Someone has to go first… I was introduced to Asperger’s Syndrome when my son was around 6 years old, that’s about 4 years ago. I was certain all the traits identified in my son were easily explainable as products of his environment or inherent qualities that were ‘normal’.

The issues with underdeveloped gross motor skills had to be due to our living in an apartment with out steps and room to run. His emotional issues with peers and inappropriate behavior must have been caused by his lack of same-aged children to play with. I could explain the eye contact thing as he is just shy or it wasn’t present at all. I had an explanation in what I thought was clear logic for it all and I felt they just have it all wrong and we're getting railroaded into something here. When I accepted I was wrong and the educators and neurologists were right, I was riddled with emotions, I would say looking back that I felt helpless. What was I supposed to do about this? I could fix everything…



That’s what a man does, a dad, he fixes things, he can put the chain back on the bike, he can repair the faucet, he can glue and cut and nail and saw and be there to slay the monster under the bed at a moments notice but, what the heck was I going to do about this? Who would/ could I talk to without letting my secret out or leave myself open?
I couldn’t admit I felt weak, or wrong or less of a man than the guy next door or at work who’s kid was on all the teams…My bosses were not buying the stories related to how my son just couldn't do school today (again) and I need to stay home with him- I had to get through this. What was I going to do? My spouse and I had problems understanding each others feelings about Asperger’s and our son.



I submitted myself to all kinds of groups intended to open the doors and answer questions. I felt like even more of a loser amidst all the mothers that frequented them- I sure couldn’t open up there. I attended seminars for support staff by professionals whose jargon lost me after the introductions. But I was making progress. I decided the only way I am going to understand this and get a grip on it all was to take it on myself. For my son I would figure this out. I applied my fix-it nature by gaining knowledge and tools to help us both.
I bought books and more books. I learned it all, I found others like me to listen too and read about what they did and how they manage. I leaned on my son’s educational support team of teachers, psychologists and Autism Specialists for help decoding terms. I tried anything they suggested to improve my son’s experience at school and in life as a whole. I was lucky to have them willing to work with my ideas too. I’m not sure who has a bigger relief at the end of each school year, but I know both my son and I couldn’t do it with out them.

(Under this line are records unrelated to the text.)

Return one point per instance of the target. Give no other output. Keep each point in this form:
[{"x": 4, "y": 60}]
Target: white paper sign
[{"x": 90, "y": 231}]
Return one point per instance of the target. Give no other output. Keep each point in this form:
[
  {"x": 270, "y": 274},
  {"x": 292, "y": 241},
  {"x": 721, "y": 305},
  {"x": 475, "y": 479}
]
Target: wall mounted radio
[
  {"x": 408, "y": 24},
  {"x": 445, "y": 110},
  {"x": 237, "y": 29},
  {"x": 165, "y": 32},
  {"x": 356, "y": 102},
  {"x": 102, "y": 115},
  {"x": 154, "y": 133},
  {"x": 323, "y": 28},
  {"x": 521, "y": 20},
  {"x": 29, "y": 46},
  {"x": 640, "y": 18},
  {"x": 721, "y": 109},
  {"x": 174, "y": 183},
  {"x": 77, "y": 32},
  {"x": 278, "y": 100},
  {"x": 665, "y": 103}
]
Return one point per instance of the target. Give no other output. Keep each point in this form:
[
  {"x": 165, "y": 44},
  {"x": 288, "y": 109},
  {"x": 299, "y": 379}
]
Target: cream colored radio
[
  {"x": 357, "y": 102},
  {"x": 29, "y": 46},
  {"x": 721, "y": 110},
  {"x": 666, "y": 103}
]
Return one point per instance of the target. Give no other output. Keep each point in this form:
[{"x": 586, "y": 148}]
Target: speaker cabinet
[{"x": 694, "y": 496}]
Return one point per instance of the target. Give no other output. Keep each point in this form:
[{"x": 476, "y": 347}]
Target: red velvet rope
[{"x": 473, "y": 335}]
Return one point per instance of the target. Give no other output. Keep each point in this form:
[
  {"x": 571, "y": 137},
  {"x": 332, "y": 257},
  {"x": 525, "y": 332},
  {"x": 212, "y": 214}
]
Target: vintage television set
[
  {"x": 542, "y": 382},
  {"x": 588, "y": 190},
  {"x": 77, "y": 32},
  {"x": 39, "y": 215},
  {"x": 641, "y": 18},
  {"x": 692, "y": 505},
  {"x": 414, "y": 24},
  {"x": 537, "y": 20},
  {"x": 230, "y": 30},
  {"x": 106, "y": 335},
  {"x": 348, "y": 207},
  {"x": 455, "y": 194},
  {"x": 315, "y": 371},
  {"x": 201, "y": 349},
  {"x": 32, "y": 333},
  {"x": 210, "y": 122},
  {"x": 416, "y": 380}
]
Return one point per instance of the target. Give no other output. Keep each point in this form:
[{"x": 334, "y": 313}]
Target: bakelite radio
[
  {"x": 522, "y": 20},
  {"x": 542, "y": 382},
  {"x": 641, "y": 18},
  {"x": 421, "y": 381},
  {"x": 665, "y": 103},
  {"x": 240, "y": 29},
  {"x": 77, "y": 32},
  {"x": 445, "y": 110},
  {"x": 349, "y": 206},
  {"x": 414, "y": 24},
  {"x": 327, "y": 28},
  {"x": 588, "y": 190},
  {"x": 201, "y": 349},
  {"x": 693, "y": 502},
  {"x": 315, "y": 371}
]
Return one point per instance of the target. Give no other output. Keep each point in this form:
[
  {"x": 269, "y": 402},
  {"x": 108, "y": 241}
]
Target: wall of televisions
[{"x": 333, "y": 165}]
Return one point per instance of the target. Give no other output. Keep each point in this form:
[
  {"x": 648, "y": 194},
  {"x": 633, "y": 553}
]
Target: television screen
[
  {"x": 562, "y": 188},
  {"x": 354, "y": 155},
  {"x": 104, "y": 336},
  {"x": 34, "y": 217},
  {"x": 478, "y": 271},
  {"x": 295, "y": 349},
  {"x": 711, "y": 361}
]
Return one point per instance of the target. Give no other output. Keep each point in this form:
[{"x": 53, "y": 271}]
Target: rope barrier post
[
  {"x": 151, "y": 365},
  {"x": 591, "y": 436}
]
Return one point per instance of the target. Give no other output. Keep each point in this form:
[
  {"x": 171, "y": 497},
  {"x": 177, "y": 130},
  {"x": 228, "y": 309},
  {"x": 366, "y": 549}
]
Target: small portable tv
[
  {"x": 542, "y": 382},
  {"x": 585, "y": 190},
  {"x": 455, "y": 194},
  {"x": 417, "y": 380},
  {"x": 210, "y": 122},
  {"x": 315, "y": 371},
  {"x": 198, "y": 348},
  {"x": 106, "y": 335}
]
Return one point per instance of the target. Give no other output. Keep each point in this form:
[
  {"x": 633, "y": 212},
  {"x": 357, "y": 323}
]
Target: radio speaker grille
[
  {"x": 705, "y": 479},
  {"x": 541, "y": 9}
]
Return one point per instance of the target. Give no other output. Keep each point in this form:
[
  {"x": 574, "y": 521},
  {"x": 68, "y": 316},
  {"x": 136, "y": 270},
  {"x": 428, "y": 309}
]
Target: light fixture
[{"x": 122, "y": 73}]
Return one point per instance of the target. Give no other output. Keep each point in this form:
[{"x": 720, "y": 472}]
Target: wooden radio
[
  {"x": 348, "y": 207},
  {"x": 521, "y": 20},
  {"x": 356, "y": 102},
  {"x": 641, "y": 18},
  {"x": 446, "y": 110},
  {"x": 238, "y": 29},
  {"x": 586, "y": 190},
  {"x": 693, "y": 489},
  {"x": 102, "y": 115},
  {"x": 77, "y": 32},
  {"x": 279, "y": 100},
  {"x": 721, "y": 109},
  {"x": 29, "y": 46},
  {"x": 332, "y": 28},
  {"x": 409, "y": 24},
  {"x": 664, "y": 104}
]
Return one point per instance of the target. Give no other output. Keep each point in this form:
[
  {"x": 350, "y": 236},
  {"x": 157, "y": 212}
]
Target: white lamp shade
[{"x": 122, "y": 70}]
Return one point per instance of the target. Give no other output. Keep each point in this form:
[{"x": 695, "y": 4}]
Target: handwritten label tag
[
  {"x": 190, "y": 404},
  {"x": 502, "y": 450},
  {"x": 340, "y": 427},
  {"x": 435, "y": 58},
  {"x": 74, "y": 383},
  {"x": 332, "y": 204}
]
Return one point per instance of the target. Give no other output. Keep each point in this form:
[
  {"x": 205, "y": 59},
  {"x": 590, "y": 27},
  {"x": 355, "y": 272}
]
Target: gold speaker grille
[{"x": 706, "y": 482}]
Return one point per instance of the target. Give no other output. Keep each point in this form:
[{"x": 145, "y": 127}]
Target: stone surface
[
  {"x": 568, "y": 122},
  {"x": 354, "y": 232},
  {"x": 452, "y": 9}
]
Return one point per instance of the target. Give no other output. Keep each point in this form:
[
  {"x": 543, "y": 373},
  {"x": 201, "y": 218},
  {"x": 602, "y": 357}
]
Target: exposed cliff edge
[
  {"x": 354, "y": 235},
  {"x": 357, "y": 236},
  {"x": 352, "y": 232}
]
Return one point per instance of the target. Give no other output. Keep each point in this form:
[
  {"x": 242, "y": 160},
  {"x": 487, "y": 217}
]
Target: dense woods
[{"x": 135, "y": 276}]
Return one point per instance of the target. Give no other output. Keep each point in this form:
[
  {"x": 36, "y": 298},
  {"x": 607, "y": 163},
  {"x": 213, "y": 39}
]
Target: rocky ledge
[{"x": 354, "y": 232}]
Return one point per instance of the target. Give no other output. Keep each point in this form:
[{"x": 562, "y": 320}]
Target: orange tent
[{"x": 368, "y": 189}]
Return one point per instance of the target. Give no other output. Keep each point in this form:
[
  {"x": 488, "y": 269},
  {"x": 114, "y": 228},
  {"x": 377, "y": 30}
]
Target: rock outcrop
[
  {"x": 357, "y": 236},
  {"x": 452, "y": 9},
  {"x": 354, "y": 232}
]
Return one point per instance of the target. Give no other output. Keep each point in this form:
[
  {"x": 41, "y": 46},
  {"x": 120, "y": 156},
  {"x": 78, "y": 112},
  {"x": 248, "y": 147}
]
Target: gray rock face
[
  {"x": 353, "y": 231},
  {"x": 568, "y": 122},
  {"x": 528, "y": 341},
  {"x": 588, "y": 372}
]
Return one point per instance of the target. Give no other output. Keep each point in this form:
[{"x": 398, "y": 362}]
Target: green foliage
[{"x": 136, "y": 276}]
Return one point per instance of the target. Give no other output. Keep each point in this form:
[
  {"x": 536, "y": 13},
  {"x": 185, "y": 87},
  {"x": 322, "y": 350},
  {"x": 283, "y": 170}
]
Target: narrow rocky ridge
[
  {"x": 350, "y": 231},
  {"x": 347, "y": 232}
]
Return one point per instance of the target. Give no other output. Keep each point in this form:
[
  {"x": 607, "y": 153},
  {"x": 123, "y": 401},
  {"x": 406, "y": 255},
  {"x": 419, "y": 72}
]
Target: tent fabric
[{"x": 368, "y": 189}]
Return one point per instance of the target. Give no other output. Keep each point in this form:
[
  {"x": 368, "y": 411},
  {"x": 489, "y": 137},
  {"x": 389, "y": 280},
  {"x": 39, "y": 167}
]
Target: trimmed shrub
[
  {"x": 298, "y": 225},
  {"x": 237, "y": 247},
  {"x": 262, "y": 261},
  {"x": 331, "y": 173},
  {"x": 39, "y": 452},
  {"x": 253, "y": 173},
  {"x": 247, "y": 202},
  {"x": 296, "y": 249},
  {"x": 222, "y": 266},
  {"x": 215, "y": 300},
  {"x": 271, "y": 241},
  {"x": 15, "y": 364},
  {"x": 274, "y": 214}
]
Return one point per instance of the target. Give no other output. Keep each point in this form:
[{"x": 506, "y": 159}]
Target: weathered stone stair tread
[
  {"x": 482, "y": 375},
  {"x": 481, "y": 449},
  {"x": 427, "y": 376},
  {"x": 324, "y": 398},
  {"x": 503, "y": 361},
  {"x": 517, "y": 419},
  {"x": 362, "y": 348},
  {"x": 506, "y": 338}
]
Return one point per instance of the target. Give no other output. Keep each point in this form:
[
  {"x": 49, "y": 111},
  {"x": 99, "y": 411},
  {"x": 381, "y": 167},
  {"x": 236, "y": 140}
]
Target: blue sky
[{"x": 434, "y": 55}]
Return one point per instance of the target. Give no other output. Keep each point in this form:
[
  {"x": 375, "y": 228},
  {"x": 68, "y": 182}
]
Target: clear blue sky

Now I get it. I get me. I’m not a loser, I can’t fix it- but I know Asperger’s. I don’t get frustrated by those that don’t understand it. I move forward and try to educate those who are interested and I listen to other parents. I have embraced this new world and walk side by side with my son or never far behind him. I have got him covered and perhaps he has me covered as well.

Advice? Just be there for them all the way, trust is crucial and listen to them closely, let them make their point, they may need coaching to get to it or not but, really that’s all they want is to be understood and know someone cares and they can trust them never to turn on them, just mentor them, teach them, walk with them celebrate the triumphs, and soothe the shortcomings...Tomorrow is another day, rest your head, dad is here and you're safe. The rest is easy.

PS=Oh and find time to let yourself freak out once in a while when it's safe and no one is going to think you lost your mind or get scared, I go shopping, or take a drive, or a long walk (do your thing) and sometimes I just find a spot and sleep away the couple of hours I have to my self. I vent to friends who understand Asperger's by way of living it too. Sanity awaits you there.